HARARE – A war veteran who terrorised white farmers in Mashonaland Central during the violent land invasions of the early 2000s was beginning a six-year prison sentence on Wednesday after he was convicted of stock theft.
Dzingai Nevhurenje, 64, stole 16 cattle from farmer Thomas Charles Bayley in 2002.
Harare magistrate Victoria Mashamba said Nevhurenje’s actions “distorted the agrarian reform.”
She conditionally suspended a year of Nevhurenje’s sentence, leaving him to serve an effective five years.
Speaking during sentencing, the magistrate said Mashamba was “lucky” he committed the crime before the law was changed to impose a minimum nine-year sentence for stock theft.
Nevhrenje’s case was sent for review at the High Court three times and once to the Supreme Court, but he was unsuccessful in getting the charges quashed.
The High Court ordered a retrial.
Said Mashamba: “When you committed the offence, it was because you wanted to implement what you fought for.

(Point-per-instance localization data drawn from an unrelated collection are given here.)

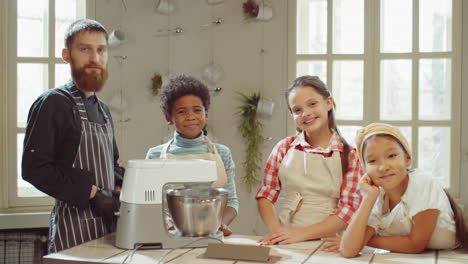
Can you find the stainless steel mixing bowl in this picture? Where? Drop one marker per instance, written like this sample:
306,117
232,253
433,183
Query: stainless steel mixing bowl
197,211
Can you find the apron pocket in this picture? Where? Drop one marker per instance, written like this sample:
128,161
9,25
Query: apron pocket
93,228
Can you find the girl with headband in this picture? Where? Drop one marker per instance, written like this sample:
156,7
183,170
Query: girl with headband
401,210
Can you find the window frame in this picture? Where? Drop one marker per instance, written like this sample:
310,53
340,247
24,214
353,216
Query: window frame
9,201
372,58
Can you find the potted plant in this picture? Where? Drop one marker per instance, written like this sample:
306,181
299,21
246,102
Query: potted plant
251,130
253,10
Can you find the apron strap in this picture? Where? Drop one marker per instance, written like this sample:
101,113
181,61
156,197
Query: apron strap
165,148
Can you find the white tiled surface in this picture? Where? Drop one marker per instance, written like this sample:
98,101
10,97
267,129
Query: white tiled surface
103,251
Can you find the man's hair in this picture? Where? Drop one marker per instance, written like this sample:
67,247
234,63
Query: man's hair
83,25
183,85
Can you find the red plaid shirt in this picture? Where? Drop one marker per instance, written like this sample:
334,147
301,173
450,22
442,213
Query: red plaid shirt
350,197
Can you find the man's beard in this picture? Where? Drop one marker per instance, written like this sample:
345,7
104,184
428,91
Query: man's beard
89,81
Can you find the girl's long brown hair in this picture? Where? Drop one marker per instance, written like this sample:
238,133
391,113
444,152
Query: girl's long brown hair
460,223
315,83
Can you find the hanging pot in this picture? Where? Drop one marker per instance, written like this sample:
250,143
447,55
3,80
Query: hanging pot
165,7
264,13
118,103
116,38
212,73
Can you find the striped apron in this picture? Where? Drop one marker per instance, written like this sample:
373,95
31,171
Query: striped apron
70,225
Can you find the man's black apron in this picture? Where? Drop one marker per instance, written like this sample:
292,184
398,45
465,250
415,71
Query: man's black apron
69,225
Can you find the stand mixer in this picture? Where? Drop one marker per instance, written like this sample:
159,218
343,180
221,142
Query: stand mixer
143,206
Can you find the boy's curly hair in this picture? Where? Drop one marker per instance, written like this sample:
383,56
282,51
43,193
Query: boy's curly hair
182,85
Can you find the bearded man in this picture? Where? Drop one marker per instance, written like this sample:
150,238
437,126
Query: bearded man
70,151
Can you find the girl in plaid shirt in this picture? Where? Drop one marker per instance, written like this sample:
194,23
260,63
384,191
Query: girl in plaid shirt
316,171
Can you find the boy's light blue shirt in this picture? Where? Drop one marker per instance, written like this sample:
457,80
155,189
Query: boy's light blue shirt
185,146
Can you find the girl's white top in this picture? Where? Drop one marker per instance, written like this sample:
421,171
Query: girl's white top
423,193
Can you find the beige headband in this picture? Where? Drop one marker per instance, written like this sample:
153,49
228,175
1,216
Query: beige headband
379,129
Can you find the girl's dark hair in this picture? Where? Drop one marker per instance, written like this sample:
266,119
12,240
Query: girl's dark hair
179,86
460,223
317,84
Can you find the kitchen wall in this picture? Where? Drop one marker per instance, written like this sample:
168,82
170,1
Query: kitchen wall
235,45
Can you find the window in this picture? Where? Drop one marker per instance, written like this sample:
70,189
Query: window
35,37
391,61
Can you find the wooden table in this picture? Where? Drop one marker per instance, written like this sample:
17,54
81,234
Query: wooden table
103,251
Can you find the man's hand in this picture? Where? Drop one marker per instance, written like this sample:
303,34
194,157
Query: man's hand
282,236
93,192
225,229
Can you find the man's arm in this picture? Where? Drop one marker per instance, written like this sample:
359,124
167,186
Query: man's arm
40,166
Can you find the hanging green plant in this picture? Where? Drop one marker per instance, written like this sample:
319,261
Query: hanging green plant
156,83
251,130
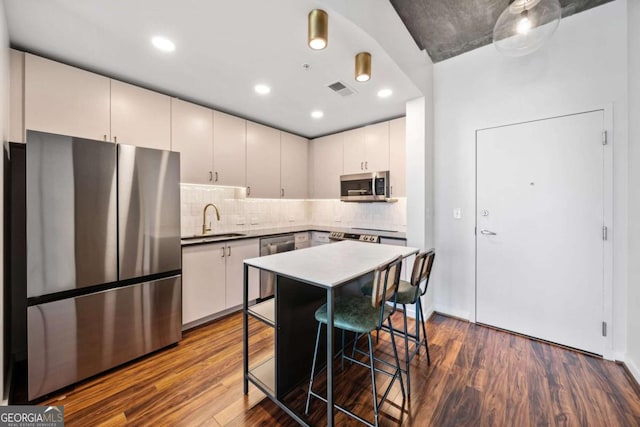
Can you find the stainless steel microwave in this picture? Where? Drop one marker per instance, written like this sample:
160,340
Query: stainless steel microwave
365,187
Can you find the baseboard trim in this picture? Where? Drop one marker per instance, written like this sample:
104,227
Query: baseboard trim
633,372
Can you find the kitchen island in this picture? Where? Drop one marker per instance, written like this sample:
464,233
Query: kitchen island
305,279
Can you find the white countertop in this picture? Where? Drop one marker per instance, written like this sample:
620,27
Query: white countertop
331,265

But this did not go well because you ended up taking someone’s cattle.
“Moral blameworthiness is high because you were a commander and took advantage of your authority by stealing and distorting the agrarian reform.

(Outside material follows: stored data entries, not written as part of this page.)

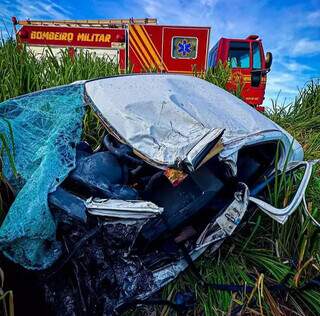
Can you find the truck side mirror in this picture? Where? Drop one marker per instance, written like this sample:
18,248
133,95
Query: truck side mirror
268,60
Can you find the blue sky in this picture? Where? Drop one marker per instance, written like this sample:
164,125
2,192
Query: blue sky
289,29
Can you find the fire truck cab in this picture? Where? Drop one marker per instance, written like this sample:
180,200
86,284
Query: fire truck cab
248,64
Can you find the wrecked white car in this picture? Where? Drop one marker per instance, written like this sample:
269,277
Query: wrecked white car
179,165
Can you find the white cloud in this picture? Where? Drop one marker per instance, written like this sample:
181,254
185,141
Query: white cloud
313,18
306,46
296,67
33,9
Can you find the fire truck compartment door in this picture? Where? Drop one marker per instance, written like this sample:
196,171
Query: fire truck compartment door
185,49
112,54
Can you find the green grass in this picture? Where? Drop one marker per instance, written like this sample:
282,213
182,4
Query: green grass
262,252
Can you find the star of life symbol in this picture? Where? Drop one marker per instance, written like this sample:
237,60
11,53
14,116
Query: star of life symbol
184,48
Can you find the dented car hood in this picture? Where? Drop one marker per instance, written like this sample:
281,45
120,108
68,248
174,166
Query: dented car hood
167,119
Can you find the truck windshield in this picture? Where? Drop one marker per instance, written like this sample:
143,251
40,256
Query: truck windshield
256,56
239,55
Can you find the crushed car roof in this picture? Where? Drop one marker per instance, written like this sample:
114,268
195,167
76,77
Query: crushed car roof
170,118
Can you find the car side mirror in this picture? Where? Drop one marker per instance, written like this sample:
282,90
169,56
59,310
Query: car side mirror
268,60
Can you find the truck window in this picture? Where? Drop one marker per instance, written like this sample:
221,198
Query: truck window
239,55
184,47
256,56
213,56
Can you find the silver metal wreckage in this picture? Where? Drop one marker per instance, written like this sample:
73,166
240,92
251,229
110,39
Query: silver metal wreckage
179,165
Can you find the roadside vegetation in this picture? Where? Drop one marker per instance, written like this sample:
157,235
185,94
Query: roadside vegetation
261,253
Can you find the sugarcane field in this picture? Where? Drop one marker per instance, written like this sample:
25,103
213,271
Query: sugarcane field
162,164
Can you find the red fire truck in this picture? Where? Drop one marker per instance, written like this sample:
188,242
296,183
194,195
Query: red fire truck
144,45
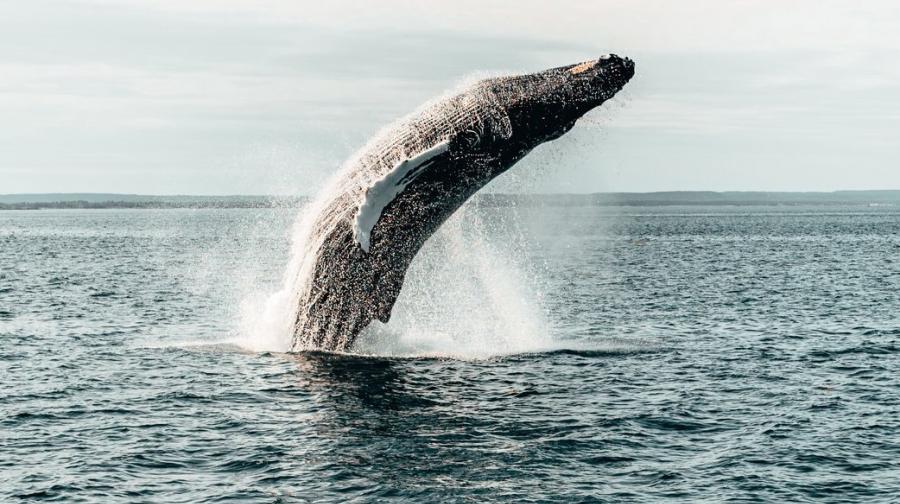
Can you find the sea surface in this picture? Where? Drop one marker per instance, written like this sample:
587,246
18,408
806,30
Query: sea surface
546,354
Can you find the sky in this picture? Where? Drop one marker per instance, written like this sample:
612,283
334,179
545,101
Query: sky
270,96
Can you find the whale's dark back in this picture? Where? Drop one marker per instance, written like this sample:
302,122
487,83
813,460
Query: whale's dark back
344,287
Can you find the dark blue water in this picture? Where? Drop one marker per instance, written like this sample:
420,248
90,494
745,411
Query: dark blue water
698,355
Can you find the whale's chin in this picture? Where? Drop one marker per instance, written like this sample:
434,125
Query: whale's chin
365,230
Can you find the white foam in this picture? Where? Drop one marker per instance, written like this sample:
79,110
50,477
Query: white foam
384,190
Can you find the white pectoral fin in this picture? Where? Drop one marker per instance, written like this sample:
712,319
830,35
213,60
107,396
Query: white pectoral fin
384,190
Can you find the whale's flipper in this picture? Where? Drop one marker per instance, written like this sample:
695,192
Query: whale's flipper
384,190
364,233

“”You planned to steal because you sent the cattle to your farm in Mvurwi. You did not assist in the recovery of the cattle. You tried to fight against standing trial. You are lucky that at the time it was not nine years mandatory sentence for such crimes. The court shall not impose that nine-year mandatory sentence but will use common law.”

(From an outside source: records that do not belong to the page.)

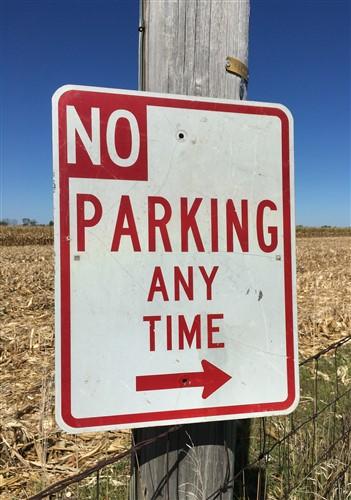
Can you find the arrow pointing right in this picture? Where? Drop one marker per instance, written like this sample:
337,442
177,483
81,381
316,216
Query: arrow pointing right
211,379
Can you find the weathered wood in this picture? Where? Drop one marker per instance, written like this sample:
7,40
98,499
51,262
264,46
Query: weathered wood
186,43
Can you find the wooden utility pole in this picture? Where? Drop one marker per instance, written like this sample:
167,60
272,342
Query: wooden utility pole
183,50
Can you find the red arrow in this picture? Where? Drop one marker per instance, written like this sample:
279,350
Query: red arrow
211,379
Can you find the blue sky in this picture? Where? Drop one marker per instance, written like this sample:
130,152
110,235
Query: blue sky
299,55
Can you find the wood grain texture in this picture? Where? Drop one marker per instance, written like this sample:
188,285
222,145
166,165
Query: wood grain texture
186,43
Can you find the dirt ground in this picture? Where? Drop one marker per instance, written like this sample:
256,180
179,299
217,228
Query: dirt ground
33,451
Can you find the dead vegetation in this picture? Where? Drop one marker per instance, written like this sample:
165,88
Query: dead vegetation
33,452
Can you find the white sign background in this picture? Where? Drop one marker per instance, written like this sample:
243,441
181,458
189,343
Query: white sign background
223,155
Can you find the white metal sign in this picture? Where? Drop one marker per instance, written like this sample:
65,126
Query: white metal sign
175,266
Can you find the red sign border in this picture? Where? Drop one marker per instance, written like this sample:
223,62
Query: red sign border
64,280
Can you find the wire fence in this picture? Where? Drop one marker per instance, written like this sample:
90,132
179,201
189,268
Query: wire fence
305,455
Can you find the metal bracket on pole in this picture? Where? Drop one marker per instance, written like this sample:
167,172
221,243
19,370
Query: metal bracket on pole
237,68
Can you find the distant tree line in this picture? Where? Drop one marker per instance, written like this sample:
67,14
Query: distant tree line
26,221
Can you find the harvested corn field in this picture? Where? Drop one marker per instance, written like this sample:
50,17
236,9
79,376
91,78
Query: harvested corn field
34,453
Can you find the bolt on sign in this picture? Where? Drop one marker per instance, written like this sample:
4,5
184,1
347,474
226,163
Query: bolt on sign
175,266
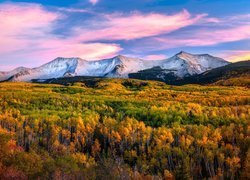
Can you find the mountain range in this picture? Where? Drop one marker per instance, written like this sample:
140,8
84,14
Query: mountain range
180,65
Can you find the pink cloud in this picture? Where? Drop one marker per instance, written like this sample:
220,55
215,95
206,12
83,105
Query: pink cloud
136,25
27,38
201,37
93,1
155,57
235,56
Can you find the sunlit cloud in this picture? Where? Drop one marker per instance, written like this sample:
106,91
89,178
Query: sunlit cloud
235,56
27,38
136,25
93,1
155,57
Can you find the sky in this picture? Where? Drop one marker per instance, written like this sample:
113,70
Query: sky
35,32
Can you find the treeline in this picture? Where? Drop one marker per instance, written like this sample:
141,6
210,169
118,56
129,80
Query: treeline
160,132
73,147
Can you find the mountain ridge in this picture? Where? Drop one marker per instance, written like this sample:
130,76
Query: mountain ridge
182,64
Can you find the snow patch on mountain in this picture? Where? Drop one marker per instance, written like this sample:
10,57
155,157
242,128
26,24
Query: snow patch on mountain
182,64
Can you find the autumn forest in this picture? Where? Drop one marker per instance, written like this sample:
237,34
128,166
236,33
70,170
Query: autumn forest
124,129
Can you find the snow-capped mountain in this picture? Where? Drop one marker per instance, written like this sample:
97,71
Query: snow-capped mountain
182,64
186,64
6,75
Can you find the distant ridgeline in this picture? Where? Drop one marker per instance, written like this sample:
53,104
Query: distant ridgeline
232,74
180,65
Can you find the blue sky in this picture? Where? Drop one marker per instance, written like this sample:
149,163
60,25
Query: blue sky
35,32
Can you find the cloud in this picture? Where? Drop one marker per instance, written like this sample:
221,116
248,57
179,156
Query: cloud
94,2
155,57
136,25
235,56
27,37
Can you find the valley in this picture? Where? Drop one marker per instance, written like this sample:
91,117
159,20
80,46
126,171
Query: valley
123,128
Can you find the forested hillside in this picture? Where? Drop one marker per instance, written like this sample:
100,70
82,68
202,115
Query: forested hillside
124,129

Mashamba also said she had decided against sentencing him per beast but treat his theft as one count.
“The court will not look at the number of cattle. A fine or a community service would trivialise the offence. A custodial sentence is merited. I will sentence you to six years imprisonment and one year on condition that you shall not commit a similar offence in a period of five years. You will serve five years effective without an option of a fine,” she ruled.
Bayley was the owner of Danburry Park Farm in Marlborough, Harare.
The National Prosecuting Authority proved that Nevhunjere and some youths invaded the farm on April 13, 2002, and prevented Bayley from returning.
They barricaded the entrance using poles and drums, and then forced Bayley’s family out of the farm. He had a herd of 977 cattle and 210 calves. Nevhunjere took custody of all the cattle.
On April 5 and 7, 2002, Nevhunjere then drove 20 cattle to his Omeath Farm in Mvurwi.
Sixteen beasts were recovered from Nevhunjere on November 13, 2003, after Bayley identified them.
The court also heard that on several occasions, the war veteran would order his gang of youths to slaughter cows for meat.
When Bayley was finally allowed to enter his farm on July 13, 2002, he collected 1,042 cattle, and discovered that 145 beasts were missing.